Of course it is March, a time when flowers bloom, insects buzz and Rangers fans are as gullible as they are masochistic. Thanks in part to Sosa, on the first day of ticket sales the team sold 5,000 more than last year. Sure enough, here we go again.

Because, goes the latest twisted thinking, the last three World Series have been won by unlikely suspects—two (Boston Red Sox and White Sox) breaking historic droughts and another (Cardinals) that won only 83 games in the regular season. Sooner or later, the Rangers will win a playoff game for the first time since beating the New York Yankees in October '96.

Total games in franchise history: 5,543. Total playoff game wins: 1.

On about April 15 we usually write off the Rangers along with our taxes. But this year there seems to be a legit belief that spring hope won't deteriorate into summer nope.

The opening-day lineup will likely feature 39-year-old center fielder Kenny Lofton leading off, followed by second baseman Ian Kinsler, All-Star shortstop Michael Young, Teixeira, Sosa, Blalock, right fielder Cruz, left fielder Brad Wilkerson and Laird.

The pitching rotation, for decades Texas' kryptonite, includes ace Kevin Millwood, Vicente Padilla, Brandon McCarthy, Robinson Tejeda and Kameron Loe. The bullpen should be the strength, anchored by set-up man Akinori Otsuka and veteran closer Gagne. Tejeda, who often neutralizes his electric stuff with short-circuited strategy, is scheduled to start next Friday's home opener against the Red Sox.

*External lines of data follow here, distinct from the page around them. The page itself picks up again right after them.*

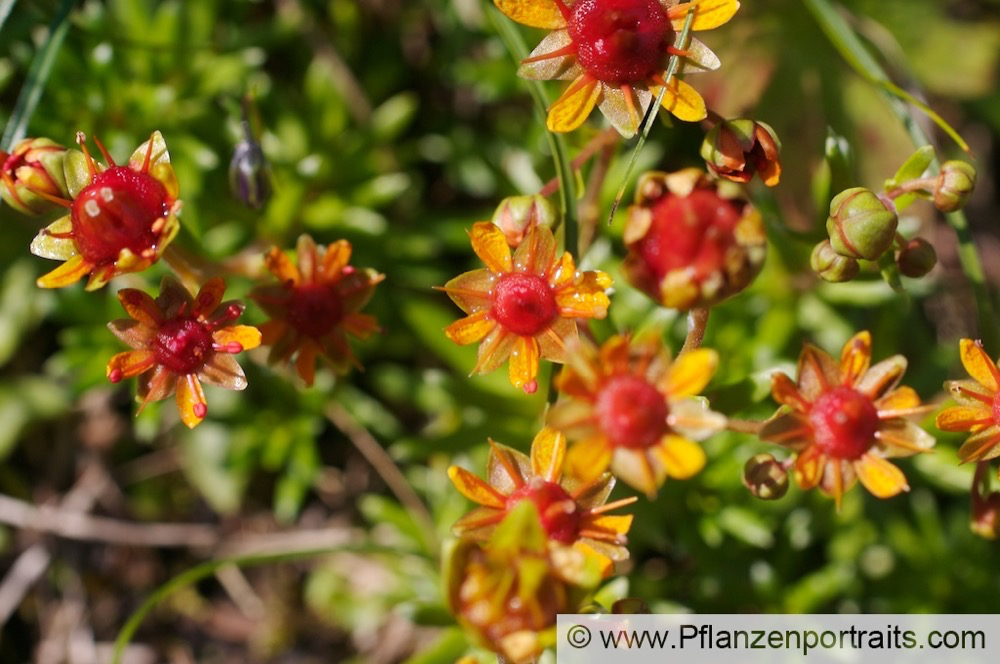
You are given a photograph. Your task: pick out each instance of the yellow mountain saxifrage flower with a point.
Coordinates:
(978, 411)
(121, 217)
(523, 306)
(315, 306)
(616, 53)
(571, 512)
(508, 591)
(632, 410)
(178, 341)
(845, 421)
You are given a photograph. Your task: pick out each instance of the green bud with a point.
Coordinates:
(954, 185)
(916, 258)
(831, 266)
(765, 477)
(31, 174)
(860, 225)
(517, 214)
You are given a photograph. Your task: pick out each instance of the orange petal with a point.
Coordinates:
(68, 273)
(681, 458)
(490, 244)
(979, 365)
(589, 458)
(130, 363)
(476, 489)
(141, 307)
(282, 267)
(809, 467)
(682, 101)
(533, 13)
(575, 105)
(523, 366)
(191, 400)
(963, 418)
(246, 336)
(855, 358)
(880, 477)
(708, 13)
(548, 451)
(470, 329)
(336, 258)
(690, 372)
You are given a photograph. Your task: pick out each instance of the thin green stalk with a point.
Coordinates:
(857, 56)
(511, 37)
(205, 570)
(38, 74)
(672, 67)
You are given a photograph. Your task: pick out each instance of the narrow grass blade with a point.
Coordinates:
(38, 74)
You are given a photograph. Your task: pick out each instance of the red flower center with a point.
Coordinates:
(523, 303)
(631, 412)
(315, 310)
(844, 423)
(183, 345)
(556, 508)
(118, 210)
(692, 232)
(620, 41)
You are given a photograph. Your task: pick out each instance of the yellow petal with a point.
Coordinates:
(246, 336)
(533, 13)
(690, 372)
(470, 329)
(880, 477)
(191, 400)
(979, 365)
(523, 366)
(548, 451)
(708, 13)
(963, 418)
(130, 363)
(589, 458)
(490, 244)
(809, 467)
(476, 489)
(682, 101)
(68, 273)
(681, 458)
(141, 307)
(574, 106)
(855, 358)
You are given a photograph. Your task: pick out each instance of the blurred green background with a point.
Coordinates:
(396, 125)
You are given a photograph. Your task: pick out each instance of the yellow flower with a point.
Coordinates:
(845, 421)
(616, 53)
(571, 512)
(978, 411)
(523, 306)
(631, 409)
(316, 306)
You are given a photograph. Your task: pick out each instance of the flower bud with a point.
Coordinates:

"If we pitch, we're as good as anybody in baseball," Washington says.

Sure, if Cruz hits and Tejeda survives and Gagne regains his old, unhittable magic, the Rangers can challenge for an American League West division crown they last wore in '99. And if Britney Spears doesn't marry Kevin Federline or have babies or start smoking or go commando or shave her head or check into rehab or ever take off her "oops" schoolgirl skirt she's still smokin' hot, right?

Says Teixeira, "For us, it's a very winnable division."

Ignorance and naïveté be damned, there are positive Ranger vibes from Arizona to Arlington.

In addition to providing his players with a psychological booster chair, Washington promises more stolen bases, sacrifices and manufactured runs, giving Texas a chance to win games not just 11-2, but 3-2.

"Things are about to fucking change around here," Washington says. "We've got a clubhouse full of winners. And we're going to win."

The Rangers re-signed Young, securing the face of the franchise. And they reclaimed and upgraded their house, adding a 1,200-space parking lot, changing the order of pre-game batting practice so fans will have a better chance to catch the home team and, thankfully, ditching that cumbersome corporate partner and its giant, incongruous bell in left field.

The stadium has endured more name changes than Sean Combs/Puff Daddy/P. Diddy/Diddy/Whatever, but trading "Ameriquest Field" for "Rangers Ballpark in Arlington" is a victory.

As is signing Slammin' Sammy, who, at a ridiculously discounted salary, just might provide essential marketing pizzazz and offensive pop.

"If he hits the way he can and the way we think he will," Daniels says, "we've got ourselves a hell of a bargain and a hell of a story."

Honestly, Sosa could help this team by being half the man he used to be. How about .250, 30 homers, 80 RBIs and zero incidents involving loud music, quiet escapes, plugged bats or positive tests?

"There's no reason for me not to hit 40 home runs, even more," Sosa says. "My head is right and my body is right. I've been gone for only a year. I didn't die or something."

To the contrary, Sammy Sosa is very, very much alive.